Materials and Methods

Study Design

A consecutive series of 212 patients surgically treated for spinal stenosis between 2006 and 2012 was identified from a prospectively maintained database of patients with symptomatic degenerative lumbar spinal stenosis refractory to a minimum of 3 months of non-operative care. Informed consent was obtained from the patients at the time of enrolment. Approval for this retrospective review was obtained from our Institutional Research Ethics Board (IRB 114542) before data collection and analysis. All patients who had an index decompression surgery with posterior lumbar interbody fusion or posterolateral fusion at the levels of L4-L5 or L4-L5-S1 were included for analysis.
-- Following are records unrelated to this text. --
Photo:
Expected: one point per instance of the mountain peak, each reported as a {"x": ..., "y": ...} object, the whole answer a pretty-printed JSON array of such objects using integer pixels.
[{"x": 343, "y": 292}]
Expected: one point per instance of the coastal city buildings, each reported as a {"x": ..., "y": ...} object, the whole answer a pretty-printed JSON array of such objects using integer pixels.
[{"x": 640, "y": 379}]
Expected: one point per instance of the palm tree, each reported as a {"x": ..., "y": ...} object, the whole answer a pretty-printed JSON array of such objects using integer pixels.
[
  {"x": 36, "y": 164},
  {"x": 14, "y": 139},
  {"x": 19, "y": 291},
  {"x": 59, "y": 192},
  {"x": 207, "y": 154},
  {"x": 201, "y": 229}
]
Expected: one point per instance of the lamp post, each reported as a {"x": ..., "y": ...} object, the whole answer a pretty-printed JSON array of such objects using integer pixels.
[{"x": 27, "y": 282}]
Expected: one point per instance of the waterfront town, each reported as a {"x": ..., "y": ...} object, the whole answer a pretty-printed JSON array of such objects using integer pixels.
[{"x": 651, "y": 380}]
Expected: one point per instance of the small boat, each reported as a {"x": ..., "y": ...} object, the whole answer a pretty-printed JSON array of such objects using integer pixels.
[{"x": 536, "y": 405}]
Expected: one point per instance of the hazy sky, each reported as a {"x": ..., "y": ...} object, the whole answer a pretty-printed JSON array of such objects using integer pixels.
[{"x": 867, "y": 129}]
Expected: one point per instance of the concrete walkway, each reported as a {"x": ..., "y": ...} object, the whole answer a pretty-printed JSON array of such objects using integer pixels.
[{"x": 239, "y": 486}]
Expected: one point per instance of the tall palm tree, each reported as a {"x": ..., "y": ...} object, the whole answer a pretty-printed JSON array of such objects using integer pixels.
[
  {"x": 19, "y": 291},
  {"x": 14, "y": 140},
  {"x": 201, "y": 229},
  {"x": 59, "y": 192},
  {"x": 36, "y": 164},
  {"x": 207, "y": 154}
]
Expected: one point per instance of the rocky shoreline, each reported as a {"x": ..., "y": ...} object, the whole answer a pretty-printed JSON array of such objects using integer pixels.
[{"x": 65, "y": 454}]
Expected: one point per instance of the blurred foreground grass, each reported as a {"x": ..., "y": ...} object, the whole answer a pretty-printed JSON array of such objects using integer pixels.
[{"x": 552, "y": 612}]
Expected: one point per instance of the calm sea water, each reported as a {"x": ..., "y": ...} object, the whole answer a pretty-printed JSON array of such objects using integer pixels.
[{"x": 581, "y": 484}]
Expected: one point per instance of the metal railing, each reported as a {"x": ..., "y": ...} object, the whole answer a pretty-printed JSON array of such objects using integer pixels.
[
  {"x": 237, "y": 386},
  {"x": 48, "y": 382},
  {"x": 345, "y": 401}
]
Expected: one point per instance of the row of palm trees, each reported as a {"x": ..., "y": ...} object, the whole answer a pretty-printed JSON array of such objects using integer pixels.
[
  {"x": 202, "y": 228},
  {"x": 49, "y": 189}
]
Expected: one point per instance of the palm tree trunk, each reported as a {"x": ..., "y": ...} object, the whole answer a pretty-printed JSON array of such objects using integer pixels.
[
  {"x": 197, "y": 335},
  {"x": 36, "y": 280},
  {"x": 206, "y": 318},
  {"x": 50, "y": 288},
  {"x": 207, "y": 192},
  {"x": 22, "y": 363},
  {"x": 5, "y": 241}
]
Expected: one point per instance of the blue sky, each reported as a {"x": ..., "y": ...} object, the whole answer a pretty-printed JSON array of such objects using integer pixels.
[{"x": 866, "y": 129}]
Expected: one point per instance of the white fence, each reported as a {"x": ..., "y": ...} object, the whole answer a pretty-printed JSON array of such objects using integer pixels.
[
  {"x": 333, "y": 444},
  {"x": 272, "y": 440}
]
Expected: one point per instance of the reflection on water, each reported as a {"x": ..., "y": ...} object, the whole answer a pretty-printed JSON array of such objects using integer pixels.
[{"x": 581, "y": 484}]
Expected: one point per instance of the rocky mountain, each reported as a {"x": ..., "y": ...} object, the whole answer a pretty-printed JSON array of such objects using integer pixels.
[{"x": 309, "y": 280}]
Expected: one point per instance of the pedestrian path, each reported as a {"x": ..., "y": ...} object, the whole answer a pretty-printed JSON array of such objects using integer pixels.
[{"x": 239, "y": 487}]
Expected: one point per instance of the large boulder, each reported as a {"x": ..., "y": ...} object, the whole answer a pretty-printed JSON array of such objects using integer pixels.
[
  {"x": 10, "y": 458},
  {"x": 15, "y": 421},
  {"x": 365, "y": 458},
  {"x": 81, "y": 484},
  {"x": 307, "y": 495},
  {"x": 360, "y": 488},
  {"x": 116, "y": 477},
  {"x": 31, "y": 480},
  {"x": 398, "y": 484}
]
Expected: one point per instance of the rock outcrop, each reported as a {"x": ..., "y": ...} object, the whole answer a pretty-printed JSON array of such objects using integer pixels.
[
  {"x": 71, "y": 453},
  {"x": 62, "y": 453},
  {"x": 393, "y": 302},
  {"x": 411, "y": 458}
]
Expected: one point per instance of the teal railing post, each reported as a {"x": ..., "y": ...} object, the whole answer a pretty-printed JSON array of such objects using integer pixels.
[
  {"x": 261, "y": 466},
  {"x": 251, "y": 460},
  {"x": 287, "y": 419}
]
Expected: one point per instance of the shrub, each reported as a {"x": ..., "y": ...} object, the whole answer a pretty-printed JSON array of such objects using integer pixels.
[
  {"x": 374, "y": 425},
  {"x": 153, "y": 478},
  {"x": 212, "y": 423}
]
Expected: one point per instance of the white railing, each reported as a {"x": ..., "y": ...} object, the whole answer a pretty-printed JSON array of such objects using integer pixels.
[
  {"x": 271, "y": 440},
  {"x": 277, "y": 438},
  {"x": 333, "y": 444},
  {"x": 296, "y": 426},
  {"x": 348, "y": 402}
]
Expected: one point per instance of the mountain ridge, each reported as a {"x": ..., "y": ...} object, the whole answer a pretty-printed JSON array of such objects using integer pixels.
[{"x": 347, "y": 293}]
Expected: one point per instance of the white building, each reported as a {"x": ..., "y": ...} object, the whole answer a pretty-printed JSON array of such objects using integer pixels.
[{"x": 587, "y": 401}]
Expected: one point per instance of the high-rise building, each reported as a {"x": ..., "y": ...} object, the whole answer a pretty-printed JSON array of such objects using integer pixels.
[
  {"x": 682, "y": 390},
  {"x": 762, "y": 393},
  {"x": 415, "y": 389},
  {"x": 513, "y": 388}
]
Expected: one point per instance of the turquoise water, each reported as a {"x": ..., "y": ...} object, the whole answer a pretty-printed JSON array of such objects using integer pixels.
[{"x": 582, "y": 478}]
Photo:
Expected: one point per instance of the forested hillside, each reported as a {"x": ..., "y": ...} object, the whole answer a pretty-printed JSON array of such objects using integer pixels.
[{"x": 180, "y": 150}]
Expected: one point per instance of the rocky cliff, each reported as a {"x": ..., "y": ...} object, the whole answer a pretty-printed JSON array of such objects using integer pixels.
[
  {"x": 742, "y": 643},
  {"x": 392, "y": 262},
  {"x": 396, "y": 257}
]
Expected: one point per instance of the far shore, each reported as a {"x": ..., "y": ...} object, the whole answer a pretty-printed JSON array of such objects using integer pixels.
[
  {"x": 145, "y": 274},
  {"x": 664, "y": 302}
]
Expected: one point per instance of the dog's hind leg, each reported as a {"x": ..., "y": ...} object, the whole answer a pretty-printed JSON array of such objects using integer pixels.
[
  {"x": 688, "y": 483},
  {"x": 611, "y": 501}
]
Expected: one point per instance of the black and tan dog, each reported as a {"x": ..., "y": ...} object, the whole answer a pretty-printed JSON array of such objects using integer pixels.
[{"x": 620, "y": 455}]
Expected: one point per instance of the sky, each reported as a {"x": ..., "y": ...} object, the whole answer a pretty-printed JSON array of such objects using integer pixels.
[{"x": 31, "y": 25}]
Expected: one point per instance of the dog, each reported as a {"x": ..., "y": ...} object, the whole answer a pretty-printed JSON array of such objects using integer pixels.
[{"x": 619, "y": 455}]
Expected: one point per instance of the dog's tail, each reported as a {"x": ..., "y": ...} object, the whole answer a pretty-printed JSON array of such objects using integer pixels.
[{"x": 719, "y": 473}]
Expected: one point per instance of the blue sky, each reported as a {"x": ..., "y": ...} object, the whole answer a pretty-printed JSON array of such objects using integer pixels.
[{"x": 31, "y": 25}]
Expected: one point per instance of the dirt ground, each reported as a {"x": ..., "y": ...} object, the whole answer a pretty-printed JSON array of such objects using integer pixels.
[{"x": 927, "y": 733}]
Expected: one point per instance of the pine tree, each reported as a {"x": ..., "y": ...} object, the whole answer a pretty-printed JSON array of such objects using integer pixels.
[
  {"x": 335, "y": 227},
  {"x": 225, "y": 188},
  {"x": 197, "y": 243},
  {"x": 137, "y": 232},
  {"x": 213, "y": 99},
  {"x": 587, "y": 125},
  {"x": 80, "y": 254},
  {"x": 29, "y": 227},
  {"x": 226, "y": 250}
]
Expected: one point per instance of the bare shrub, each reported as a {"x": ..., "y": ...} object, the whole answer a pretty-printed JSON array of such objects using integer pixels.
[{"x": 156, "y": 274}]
Indications for fusion—in addition to decompression—included foraminal stenosis and signs of radiographic instability (greater than 3 mm translation between supine and standing radiographs) at the affected level. These patients were followed 10 years post-operatively, and their records were evaluated retrospectively. Patients with index decompression alone procedures, or index spinal fusion of levels other than L4-L5 or L4-L5-S1 were excluded. Patients with post-operative infection were also excluded.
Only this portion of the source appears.